Given a DAG (Directed Acyclic Graph), in which we know the adjacencies represent the order in which to perform a task, and the vertices are tasks, we want to place the vertices in a sequence. We must find a sequence that must satisfy all dependencies of pre-requisites. This sequential arrangement of the vertices is called the topological sort of the DAG.

The first examples that come in my mind are of pre-requisite chains in courses offered at universities. Suppose, you were given a challenge to plot a roadmap for everyone in your university about how they can complete their major and/or minor given the courses they have already completed. Another one to which I was exposed recently was of finding out the complete sequence of events that took place if only given a partial sequence and also to detect if the given information was accurate or not.

Accuracy of the given information can be detected by checking if at any point in the algorithm we detect a cycle. Since, such problems are being expressed through DAGs, if there exists any cycle in the graph, it can be concluded that the graph will not have a topological sort. The proof for this can be found here

Suppose we have the following graphs:

graph1 = { "x" : ["y"],
                "z" : ["y"],
                "y" : [],
                "a" : ["b"],
                "b" : ["c"],
                "c" : [] }
graph2 = {"x" : ["y"], "y": ["x"]}

Here, you can notice how graph1 has a toposort but for graph2, it does not exist. This is because of the fact there exists a cycle in the graph. We can also understand it using the proof of the statment I had mentioned above. “Topological sort exists only for a DAG” and since graph2 is not a DAG (since, it is cyclic) it must not have a toposort.

We can find the toposort using a modified dfs algorithm or kahn’s algorithm.

Kahn’s algorithm is discussed in the link and depends and utilizes on calculating the indegree of all the vertices and using Queue (although it can also be written using an array).

Here is my implementation using Modified DFS and an array as a (kind-of) stack:

def dfs_toposort(graph):
    L = []
    color = { u : "white" for u in graph }
    found_cycle = [False]
    
    for u in graph:
        if color[u] == "white":
            dfs_visit(graph, u, color, L, found_cycle)
        if found_cycle[0]:
            break
    
    if found_cycle[0]:
        L = []
    
    L.reverse()
    return L

def dfs_visit(graph, u, color, L, found_cycle):
    if found_cycle[0]:
        return
    color[u] = "gray"
    
    for v in graph[u]:
        if color[v] == "gray":
            found_cycle[0] = True
            return
        if color[v] == "white":
            dfs_visit(graph, v, color, L, found_cycle)
    
    color[u] = "black"
    L.append(u)

The function dfs_toposort returns an empty array if there exists a cycle in the graph.

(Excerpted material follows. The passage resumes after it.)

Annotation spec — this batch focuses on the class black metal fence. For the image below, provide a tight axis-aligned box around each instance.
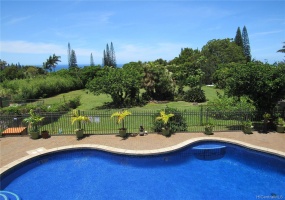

Also, it is important to note here that the topological sort need not be unique. (Hence, for competitive programming problems it might be easier to find problems that involve checking if a given graph is a DAG or not; or if a sequence satisfying the pre-req chain exists or not by detecting cycles). This is quite evident once you realize that there might be many 0-in-degree vertices that can lead the toposort result.